26. In sum, given present trends we see little chance for signal improvement in the Congo situation, and virtually none at all for a decisive outcome which would bring early stability. As civil authority continues to be exercised in haphazard, often arbitrary, and sometimes violent fashion, tribal warfare and blood feuds are likely to lead to more widespread disorders. There is no indication that the Congo is developing a national leader, a national party, or a national consciousness. Political instability on a grand scale, probably leading to increased violence and other excesses, both organized and disorganized, appears to be the most likely prospect for the Congo for some time to come. This might result in the disintegration of the Congo into a number of separate states. As long as the UN retains a substantial military force it will probably continue to supply some modicum of public order, and more importantly to put some restraint upon the intervention of outside powers. Yet this restraint will be only partial. It is virtually certain that any individual or faction within the Congo that promises to gain enough power to provide a government will be supported by outside powers, but will be opposed by other Congolese factions which are also supported by outside powers, and so will be rendered largely ineffectual.

[Here follows a map of the Republic of the Congo.]
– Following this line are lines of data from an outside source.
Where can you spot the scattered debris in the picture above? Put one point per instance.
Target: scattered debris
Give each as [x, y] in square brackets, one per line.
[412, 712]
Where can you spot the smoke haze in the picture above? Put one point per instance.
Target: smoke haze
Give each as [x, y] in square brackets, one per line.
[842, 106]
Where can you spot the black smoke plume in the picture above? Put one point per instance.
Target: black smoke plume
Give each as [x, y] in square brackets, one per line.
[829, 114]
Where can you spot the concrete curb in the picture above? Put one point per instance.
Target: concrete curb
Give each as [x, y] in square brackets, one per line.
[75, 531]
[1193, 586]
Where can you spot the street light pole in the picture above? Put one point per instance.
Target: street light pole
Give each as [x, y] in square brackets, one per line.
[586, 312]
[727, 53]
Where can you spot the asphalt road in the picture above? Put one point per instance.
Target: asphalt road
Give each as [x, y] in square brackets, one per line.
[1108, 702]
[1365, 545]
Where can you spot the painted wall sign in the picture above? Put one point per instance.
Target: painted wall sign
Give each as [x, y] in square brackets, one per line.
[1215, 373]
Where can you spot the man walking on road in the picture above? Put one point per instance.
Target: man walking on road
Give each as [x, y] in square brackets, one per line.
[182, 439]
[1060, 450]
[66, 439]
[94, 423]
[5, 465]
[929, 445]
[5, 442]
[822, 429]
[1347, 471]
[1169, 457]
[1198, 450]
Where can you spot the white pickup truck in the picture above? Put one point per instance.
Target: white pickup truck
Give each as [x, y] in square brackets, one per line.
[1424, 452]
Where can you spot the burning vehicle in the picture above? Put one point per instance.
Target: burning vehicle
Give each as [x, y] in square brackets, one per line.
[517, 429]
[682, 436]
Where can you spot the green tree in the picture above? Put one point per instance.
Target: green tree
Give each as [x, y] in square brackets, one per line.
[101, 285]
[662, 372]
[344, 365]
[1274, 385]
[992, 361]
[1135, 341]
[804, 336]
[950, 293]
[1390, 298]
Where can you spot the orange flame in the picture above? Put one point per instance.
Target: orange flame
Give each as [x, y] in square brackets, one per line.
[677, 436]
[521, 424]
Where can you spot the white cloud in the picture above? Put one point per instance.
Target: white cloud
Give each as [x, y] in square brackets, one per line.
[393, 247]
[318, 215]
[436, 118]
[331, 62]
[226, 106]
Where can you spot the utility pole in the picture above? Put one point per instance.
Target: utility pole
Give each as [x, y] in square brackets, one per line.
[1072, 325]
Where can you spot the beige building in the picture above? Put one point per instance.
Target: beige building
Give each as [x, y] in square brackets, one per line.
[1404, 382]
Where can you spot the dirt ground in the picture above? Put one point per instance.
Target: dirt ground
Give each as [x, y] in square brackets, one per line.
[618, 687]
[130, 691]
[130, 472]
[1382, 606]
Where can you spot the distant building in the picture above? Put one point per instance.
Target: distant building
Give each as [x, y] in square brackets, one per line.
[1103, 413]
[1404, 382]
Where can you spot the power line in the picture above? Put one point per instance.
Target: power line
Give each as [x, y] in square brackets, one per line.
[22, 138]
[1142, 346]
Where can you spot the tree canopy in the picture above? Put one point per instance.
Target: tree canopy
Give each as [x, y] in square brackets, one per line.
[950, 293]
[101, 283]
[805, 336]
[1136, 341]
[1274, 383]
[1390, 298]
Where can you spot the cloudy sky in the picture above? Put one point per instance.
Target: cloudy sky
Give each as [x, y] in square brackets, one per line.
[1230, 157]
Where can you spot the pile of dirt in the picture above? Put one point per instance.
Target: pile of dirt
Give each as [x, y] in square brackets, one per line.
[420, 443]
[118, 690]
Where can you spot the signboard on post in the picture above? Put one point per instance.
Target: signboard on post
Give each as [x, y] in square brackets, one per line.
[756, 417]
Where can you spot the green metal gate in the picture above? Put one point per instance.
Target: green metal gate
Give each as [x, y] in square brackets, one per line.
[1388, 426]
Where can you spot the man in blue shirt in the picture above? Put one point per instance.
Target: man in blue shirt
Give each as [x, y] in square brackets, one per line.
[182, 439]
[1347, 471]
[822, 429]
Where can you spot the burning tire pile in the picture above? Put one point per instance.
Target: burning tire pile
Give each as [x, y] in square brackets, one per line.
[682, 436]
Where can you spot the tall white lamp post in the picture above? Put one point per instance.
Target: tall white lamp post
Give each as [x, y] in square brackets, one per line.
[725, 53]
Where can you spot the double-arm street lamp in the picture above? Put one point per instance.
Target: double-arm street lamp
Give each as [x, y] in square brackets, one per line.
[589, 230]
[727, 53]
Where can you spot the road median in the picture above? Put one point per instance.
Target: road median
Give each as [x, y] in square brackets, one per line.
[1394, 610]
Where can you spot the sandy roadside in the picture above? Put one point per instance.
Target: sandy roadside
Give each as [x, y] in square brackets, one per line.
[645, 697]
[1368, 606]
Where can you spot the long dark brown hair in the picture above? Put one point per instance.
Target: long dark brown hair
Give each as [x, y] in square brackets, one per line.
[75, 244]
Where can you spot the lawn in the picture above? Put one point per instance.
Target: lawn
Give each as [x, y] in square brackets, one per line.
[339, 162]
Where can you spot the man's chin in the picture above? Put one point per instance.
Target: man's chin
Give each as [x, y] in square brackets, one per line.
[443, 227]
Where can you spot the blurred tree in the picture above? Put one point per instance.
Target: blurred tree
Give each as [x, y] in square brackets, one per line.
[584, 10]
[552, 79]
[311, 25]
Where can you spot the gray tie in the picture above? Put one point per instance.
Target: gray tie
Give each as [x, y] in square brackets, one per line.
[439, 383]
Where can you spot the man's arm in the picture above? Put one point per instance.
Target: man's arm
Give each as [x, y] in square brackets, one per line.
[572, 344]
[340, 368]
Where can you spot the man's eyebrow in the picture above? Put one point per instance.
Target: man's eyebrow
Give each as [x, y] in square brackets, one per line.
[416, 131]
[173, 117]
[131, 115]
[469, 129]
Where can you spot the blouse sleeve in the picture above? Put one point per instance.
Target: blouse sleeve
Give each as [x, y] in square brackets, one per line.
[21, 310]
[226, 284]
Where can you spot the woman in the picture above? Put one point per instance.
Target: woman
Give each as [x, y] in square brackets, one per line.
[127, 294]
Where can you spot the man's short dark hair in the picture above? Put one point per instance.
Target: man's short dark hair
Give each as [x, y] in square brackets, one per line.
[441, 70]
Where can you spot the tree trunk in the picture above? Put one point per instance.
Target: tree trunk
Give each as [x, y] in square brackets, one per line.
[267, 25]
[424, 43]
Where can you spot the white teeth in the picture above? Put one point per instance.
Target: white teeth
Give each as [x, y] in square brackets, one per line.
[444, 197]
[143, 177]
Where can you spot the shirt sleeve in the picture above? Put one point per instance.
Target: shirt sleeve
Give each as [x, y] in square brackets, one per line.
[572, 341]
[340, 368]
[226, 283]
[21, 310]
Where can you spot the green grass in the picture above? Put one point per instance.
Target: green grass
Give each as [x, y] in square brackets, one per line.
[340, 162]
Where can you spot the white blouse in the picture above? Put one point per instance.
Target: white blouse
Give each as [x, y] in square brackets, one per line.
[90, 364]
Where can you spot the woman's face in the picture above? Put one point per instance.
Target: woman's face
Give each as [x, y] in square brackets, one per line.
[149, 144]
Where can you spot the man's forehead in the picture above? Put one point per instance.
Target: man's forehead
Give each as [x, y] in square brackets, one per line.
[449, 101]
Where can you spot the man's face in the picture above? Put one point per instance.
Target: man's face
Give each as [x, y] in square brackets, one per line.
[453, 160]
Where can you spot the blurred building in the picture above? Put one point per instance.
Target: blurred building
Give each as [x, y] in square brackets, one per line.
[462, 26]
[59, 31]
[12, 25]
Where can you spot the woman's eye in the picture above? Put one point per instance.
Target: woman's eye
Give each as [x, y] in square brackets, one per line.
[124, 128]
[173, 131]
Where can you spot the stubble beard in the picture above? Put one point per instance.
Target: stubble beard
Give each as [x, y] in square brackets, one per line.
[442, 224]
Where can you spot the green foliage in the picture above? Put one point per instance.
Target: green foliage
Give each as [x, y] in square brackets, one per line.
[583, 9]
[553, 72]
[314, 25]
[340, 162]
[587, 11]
  1. Source: Central Intelligence Agency Files. Secret. National Intelligence Estimates (NIEs) and Special National Intelligence Estimates (SNIEs) were interdepartmental reports drafted by officers from agencies represented on the Intelligence Advisory Committee (IAC), coordinated by the Office of National Estimates of the Central Intelligence Agency (CIA), approved by the IAC, and circulated to the President, the National Security Council, and other appropriate officers of cabinet level. A note on the cover sheet reads in part as follows: “Submitted by the Director of Central Intelligence. The following intelligence organizations participated in the preparation of this estimate: The Central Intelligence Agency and the intelligence organizations of the Departments of State, the Army, the Navy, the Air Force, and The Joint Staff. Concurred in by the United States Intelligence Board on 10 January 1961.” The representatives of the AEC and FBI abstained because the subject was outside their jurisdiction.